Trump tariffs threaten to crack open North American economies

MEXICO CITY — President-elect Trump’s pledge to impose tariffs on Mexico and Canada threatens to upend decades of North American integration, a bumpy process that’s recast the two U.S. neighbors as providers of raw and finished goods for the world’s biggest economy.

In some ways, Canada and Mexico have traded places over the past three decades.

Before the North American Free Trade Agreement (NAFTA), Mexico was a mid-tier petrostate without a competitive industrial base. Now, its economy is dependent mostly on manufacturing, tourism, agricultural exports and cash sent home by Mexicans abroad.

Meanwhile, Canada went from a small but advanced manufacturing economy to an oil and gas giant, funneling massive amounts of hydrocarbons to the United States.

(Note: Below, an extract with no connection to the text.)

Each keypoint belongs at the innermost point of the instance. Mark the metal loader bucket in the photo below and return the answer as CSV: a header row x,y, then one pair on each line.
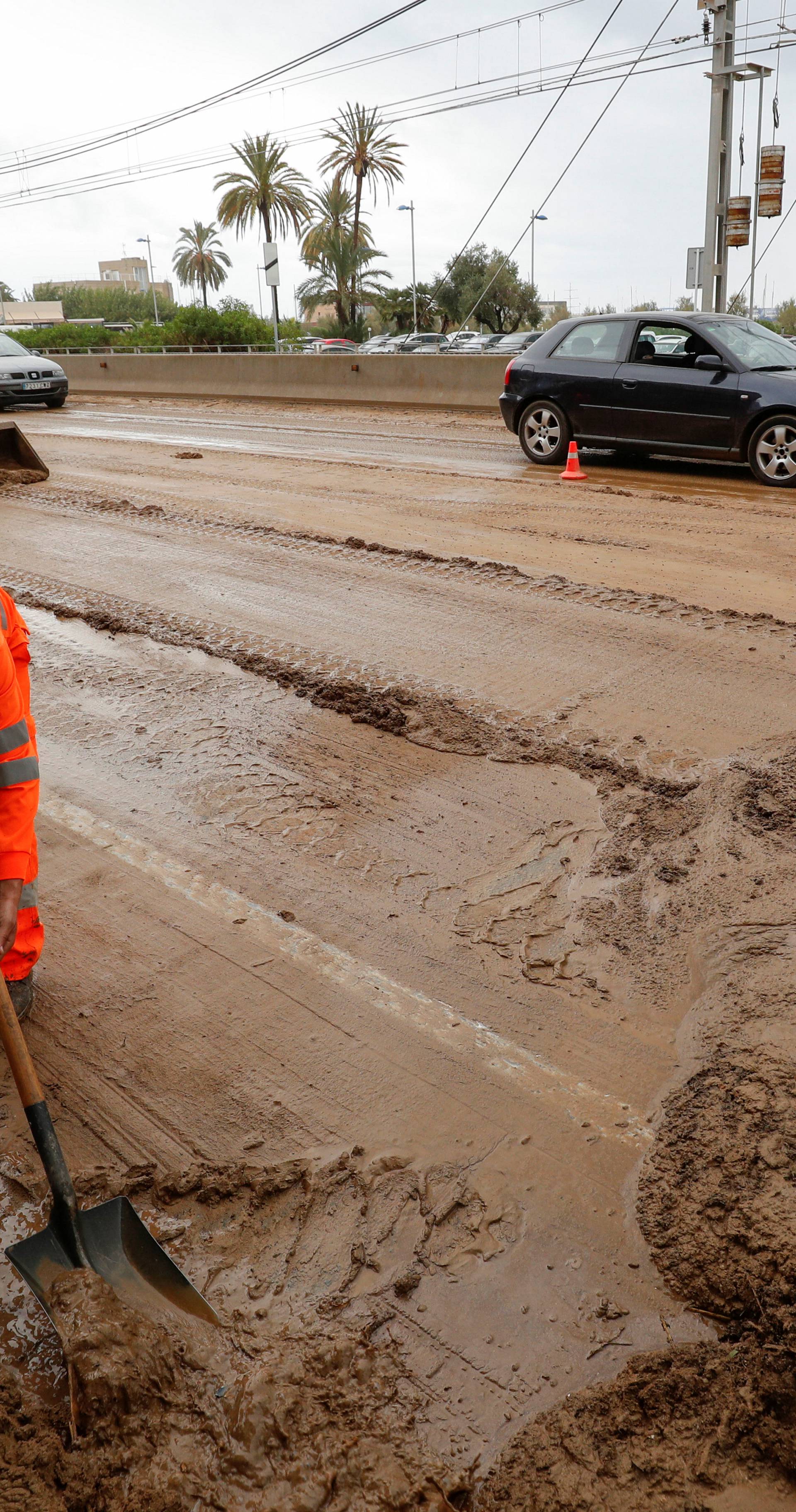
x,y
19,462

Those transformations have both taken place to fit neatly into the U.S. economy’s larger needs.

But that three-way integration is facing headwinds, not least from Trump, who on Monday threatened United States-Mexico-Canada Agreement (USMCA) partners with 25 percent across-the-board tariffs on day one of his presidency in retaliation for their roles in migration and the illicit fentanyl trade.

“Both Mexico and Canada have the absolute right and power to easily solve this long simmering problem. We hereby demand that they use this power, and until such time that they do, it is time for them to pay a very big price!” Trump posted on Truth Social.

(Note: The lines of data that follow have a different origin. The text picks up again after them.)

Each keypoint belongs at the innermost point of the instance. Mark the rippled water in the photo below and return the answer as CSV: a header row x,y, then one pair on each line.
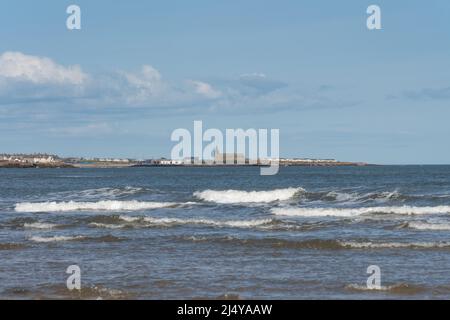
x,y
160,233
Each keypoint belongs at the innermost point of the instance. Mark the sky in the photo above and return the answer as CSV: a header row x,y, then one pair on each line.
x,y
138,70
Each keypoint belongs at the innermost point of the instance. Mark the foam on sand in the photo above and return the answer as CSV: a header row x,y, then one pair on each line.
x,y
351,212
238,196
106,205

At risk, beyond the harmony of North American diplomatic relations, are the fundamentals of the continent’s manufacturing base.

“The value chains — the value chains have been designed around the context of integration,” said Ildefonso Guajardo, Mexico’s former secretary of Economy and lead negotiator on the USMCA

Value chains or supply chains — producing and assembling parts throughout the continent before putting them into a final product — have become a key competitive advantage for North American industry writ large, and the raison d’être for a broad segment of Mexican industry.

Those chains only exist in Mexico thanks to massive infrastructure investments, ranging from road and rail connections to gas pipelines to industrial parks that can cover nearly 10,000 acres.

And the value chains extend beyond automotive or TV manufacturers. For example, the gas pipelines in Mexico are pumping U.S. natural gas.